Cruel, isn’t it? As the world twirling I
asked to those who would listen. It does feel amazing when you know what to do.
Unlike some people who couldn’t even realize what they are belong to or capable
of, me, for example, still haven’t figured what’s best for myself. As the fan
spin around what could possibly I do in my own room?
It’s not much I suppose, a slightly
queen sized bed though I sleep alone. All there is left in the cooler. Silent voice
inside all over the room puts everything into my disturbed thoughts. I know yet
don’t know what I’m capable of. Why it would happen anyway?

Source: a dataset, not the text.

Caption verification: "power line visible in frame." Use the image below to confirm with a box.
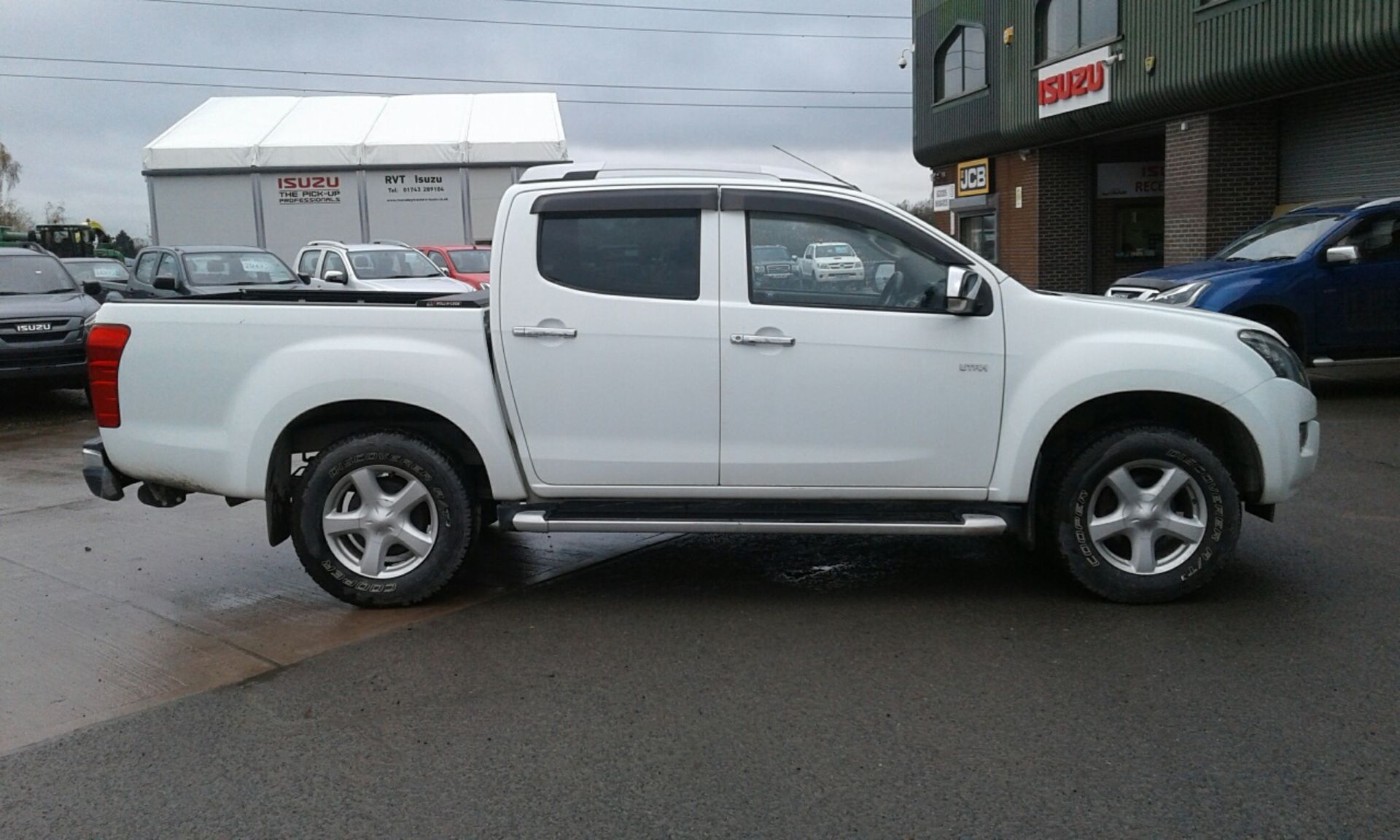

All of the thought, makes the stomach
rumbling on its own. Mom should have put something in the cabinet, if not going
out again to grab some meal. She rarely cooks but I love her cooks. I would say
the best if there are no other chef in the world. Unfortunately, it’s a left
over night, dad’s coming home late and mom doesn’t cook. She lost her
motivation to cook today. If something happens to change her mind I would have
done it.
It doesn’t feel right thinking those
things with an empty stomach. I would have been laughing all the time. Stand alone
in the middle of nowhere. Wishing that the song of empire state of mind doesn’t
happen at all. What could possibly go wrong? I do know I should have paid
attention to my weight complexity. I can’t help it. I do have some feast
whenever the stress come. I did feel stressed whatsoever for some of these
days. Not because what I’m doing. It is because I no longer know what I’m
supposed to do.
I hate taking pictures of myself. It only
brings back unhappy memories. I just can’t imagine I finally got through all of
those horrors. It was a horrifying three years of my life. Three years without
any recognition was all I get. I did want to be recognized, I always did. What did
I do wrong? I made a genuine relationship to all people I met, I studied till
my brain capacity is overweight, and I let myself be involved in a school
activity. Such things won’t change the way it is. I tried everything but it was
no use and nothing would change it for the rest of my life.
It’s all over now.
I have finished the three years of ignorance inside a school. No possibility
for me to regret what I have been through. Tomorrow I will face them one more
time to say goodbye. It’s not like I am happy finally leaving them for the rest
of my life. I just can’t help smiling instead of crying. A question comes
across to my mind; will I ever be the most cruelest person in the whole world?